Thursday, February 18, 2016

Server Down

Subtitle: Don't Panic

This is a short posting that will appeal to like minded IT professionals or perhaps anybody with a passion and the diabolical consequences of their /baby/ being down.

In the simplest of terms one IT professional to another:

Server Down 

If you are not into IT here are some analogs.

- You are a car person and your favourite car suddenly breaks
- You are a passionate cyclist and your bicycle gets crunched
- You are a runner and suddenly, you develop severe pains preventing all running

Do you get the idea?

Well, the moderate news is that I'm typing this from my restarted and now only partially sick main workstation / server.   She is up and running, well more like walking ....

So what happened?
I was /just/ performing a multiple hardware upgrade that I had of course researched exhaustively and then purchased what I had thought would be all the required components.

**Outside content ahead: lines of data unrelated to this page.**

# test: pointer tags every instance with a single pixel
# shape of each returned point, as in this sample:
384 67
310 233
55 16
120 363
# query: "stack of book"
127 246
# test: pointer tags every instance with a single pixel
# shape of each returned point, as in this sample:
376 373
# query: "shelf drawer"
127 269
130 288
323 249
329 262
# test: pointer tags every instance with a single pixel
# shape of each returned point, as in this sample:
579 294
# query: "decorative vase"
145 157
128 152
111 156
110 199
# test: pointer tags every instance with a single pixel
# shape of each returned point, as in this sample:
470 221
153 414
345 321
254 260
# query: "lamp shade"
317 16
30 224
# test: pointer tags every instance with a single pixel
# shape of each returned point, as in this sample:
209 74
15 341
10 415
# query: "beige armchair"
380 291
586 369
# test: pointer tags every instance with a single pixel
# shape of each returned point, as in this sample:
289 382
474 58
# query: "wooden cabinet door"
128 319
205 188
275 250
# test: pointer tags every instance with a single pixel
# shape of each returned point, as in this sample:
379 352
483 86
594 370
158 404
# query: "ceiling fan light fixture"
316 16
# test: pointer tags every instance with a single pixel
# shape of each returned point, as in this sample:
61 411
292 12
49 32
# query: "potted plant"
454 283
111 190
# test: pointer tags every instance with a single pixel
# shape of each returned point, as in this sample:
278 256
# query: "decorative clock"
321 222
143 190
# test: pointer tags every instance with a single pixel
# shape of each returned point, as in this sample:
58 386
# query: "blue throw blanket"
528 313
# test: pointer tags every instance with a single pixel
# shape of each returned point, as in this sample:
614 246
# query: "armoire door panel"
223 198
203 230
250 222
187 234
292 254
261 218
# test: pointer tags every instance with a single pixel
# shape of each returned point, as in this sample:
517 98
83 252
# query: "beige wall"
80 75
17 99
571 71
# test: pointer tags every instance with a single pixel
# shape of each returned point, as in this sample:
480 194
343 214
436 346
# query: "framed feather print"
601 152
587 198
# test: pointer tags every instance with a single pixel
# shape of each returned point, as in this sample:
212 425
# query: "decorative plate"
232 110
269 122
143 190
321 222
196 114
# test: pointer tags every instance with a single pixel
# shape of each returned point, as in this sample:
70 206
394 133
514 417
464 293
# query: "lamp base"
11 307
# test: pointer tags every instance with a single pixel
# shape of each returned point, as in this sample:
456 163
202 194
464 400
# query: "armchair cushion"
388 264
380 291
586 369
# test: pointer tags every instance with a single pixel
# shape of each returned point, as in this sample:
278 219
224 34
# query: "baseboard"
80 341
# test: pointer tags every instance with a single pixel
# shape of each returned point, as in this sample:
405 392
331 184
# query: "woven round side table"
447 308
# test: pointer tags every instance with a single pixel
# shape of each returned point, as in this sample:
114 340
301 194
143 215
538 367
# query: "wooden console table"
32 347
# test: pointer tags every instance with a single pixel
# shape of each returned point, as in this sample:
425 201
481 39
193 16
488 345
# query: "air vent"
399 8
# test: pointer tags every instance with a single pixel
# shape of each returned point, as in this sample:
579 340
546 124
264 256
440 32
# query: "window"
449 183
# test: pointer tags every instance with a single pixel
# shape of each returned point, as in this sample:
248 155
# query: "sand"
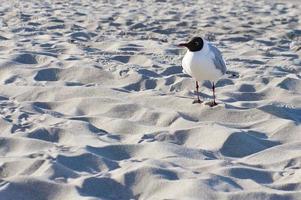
94 104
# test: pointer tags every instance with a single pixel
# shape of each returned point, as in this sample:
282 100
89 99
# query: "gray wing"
218 59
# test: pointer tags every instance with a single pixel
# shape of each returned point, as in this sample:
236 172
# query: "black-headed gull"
203 61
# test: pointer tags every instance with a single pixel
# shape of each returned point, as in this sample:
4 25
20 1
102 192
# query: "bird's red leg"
197 93
213 89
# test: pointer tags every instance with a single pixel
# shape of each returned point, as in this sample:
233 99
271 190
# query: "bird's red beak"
182 45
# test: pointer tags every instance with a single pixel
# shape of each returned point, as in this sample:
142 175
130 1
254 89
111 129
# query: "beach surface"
94 104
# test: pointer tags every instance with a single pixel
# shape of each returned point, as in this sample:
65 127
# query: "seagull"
203 61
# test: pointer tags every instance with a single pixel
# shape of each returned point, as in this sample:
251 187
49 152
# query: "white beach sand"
94 104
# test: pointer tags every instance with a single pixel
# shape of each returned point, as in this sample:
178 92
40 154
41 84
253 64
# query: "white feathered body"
200 64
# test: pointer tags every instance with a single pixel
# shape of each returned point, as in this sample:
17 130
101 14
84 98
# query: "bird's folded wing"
218 59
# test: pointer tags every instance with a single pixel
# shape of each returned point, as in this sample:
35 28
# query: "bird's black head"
196 44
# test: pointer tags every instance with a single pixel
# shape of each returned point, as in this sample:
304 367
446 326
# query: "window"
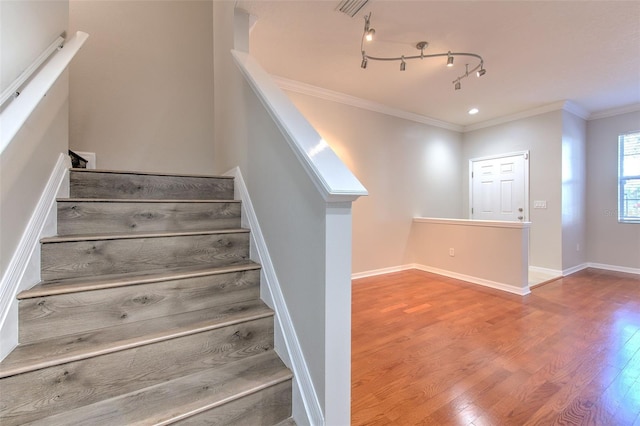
629 178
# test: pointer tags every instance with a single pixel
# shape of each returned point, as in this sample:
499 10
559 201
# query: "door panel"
498 188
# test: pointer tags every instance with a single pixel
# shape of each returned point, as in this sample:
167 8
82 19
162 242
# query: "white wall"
142 87
608 242
26 29
574 191
542 136
410 169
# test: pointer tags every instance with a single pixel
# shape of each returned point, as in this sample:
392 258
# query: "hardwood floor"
432 350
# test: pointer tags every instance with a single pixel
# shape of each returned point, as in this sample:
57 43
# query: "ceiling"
536 53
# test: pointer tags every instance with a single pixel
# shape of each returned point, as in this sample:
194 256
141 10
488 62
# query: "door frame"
525 154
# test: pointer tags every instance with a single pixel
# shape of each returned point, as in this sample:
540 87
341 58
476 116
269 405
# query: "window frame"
622 179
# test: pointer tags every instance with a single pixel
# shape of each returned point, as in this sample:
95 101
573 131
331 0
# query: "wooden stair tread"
183 397
72 285
141 200
126 172
73 347
134 235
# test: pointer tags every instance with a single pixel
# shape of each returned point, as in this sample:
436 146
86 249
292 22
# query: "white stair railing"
55 58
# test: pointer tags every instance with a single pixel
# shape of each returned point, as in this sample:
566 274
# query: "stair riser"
64 314
141 186
30 396
114 217
264 408
141 254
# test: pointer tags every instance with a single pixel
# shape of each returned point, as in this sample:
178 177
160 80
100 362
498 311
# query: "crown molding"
576 109
330 95
556 106
614 111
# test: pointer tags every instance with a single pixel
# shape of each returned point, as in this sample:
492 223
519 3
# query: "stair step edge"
128 172
8 367
220 393
143 200
134 235
75 285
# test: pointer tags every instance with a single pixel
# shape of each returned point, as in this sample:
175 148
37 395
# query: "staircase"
148 312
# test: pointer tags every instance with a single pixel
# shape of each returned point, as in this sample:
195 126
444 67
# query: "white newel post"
338 314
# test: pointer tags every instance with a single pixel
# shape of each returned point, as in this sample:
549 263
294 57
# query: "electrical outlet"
540 204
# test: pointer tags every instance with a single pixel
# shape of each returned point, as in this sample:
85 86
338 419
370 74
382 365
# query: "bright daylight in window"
629 178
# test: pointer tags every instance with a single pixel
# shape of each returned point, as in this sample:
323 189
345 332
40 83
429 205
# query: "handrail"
14 88
17 112
330 175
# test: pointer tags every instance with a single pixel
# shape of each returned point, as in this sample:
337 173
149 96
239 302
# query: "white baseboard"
294 356
475 280
23 270
574 269
546 271
381 271
615 268
450 274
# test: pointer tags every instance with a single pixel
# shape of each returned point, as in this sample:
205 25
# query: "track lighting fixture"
421 46
368 31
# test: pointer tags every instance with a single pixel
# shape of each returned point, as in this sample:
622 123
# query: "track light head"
369 35
449 60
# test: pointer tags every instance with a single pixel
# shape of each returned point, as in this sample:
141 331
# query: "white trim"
471 222
556 106
330 95
615 268
546 271
614 111
574 269
298 364
14 88
16 113
331 177
382 271
475 280
90 157
576 110
28 248
524 154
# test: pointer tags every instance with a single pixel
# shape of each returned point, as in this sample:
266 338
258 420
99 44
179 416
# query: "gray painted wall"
141 94
574 191
608 242
410 169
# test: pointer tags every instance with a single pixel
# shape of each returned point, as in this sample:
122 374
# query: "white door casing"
499 187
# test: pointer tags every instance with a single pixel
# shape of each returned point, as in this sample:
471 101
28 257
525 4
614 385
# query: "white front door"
499 188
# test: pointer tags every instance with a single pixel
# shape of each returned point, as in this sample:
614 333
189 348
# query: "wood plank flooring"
431 350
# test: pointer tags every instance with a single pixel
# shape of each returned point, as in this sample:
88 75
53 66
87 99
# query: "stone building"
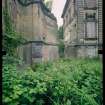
48 3
82 23
38 26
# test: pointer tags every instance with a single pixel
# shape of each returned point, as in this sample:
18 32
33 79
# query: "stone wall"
75 32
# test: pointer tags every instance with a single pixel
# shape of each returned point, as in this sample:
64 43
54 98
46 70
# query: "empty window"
36 50
90 30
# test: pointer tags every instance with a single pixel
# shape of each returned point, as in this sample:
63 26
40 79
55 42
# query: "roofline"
42 7
65 7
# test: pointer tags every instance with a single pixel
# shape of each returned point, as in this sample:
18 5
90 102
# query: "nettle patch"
63 82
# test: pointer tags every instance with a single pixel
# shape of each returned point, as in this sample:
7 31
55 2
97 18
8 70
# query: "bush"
63 82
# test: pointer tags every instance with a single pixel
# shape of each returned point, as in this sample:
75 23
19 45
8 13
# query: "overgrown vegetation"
63 82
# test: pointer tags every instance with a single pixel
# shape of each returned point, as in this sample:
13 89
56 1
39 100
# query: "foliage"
60 32
63 82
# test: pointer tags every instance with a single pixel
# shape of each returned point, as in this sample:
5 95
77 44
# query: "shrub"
63 82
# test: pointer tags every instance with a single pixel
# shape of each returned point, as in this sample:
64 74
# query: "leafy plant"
63 82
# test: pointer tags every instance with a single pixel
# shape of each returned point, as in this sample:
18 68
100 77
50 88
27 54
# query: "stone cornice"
65 8
45 10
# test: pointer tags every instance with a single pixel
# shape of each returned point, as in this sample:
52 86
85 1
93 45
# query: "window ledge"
90 38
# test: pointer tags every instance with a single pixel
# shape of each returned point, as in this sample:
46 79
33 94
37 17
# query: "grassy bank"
62 82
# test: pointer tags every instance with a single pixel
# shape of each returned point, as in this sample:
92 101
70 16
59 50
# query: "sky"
57 9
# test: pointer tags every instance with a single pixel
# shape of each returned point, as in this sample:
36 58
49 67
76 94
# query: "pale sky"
57 9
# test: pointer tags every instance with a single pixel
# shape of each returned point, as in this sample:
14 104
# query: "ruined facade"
38 26
82 28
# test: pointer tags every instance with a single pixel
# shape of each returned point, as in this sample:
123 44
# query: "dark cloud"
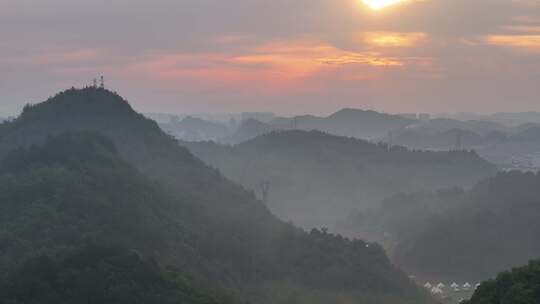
214 55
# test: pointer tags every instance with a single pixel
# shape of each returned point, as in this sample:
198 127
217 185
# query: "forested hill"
475 234
134 187
519 286
318 179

But 4 hours later, our main server was still being rewired, and reconfigured, and cleaned and when it tried to start it,  at first did not ....

IT Solidarity

It is now 8 hours later.  Things are stable. Dear IT brothers and sisters .... do you recognise ....

Why ITs Different
IT is different to many other professions because it is now mostly 24x7.  So when you tinker, or upgrade, then users, or your boss, or even yourself do not like to stray out of the agreed change window.

You don't just close the door at 17.00 and come back tomorrow.   You work until you fix it!

Not all Eggs in One Basket
Our IT configuration is of course distributed.  I mean we have backup systems, and other critical 24x7 systems like the Webserver continue to function.

Configuration Diagrams
There are configuration files to determine what was where before I started board swapping, but most of them are on this master server that I'm fiddling with!  Luckily there is a backup, and so after locating that, and decrypting it, I managed to find out what the initial upgrade PCIe card placement before the swapping and more swapping.

US Keyboard
Whilst systems are internationalised these days in theory, I had to fall back on the US keyboard, with a cable, i.e. not wireless, and not Swiss, as shown in the photo!

US Keyboard with PS2 Plug
This ancient system even has PS/2 keyboard plugs and I had a suitable keyboard standing by.  Some Server BIOS seem to be a little fussy on startup.  So I always keep both sets of wired US keyboards  (USB and PS/2) is an emergency box

A Mirror
At some point in the panic rewiring in tight spaces was required.  I had to use a make up mirror  (from Agata ) and my Petzl Nao headtorch

A Voltmeter
The voltmeter is useful to check that some of the motherboard voltages really were correct. It was a cross reference of the manuals and checking the flashing LEDS and yes .. I didn't blow anything ... yet.

A Vacuum Cleaner
When you do the power-on and no fan even spins it's normally time to get back to basics.  And this includes dust removal from every orifice, and loose connection checking everywhere.   If after that nothing works, boy are you in trouble!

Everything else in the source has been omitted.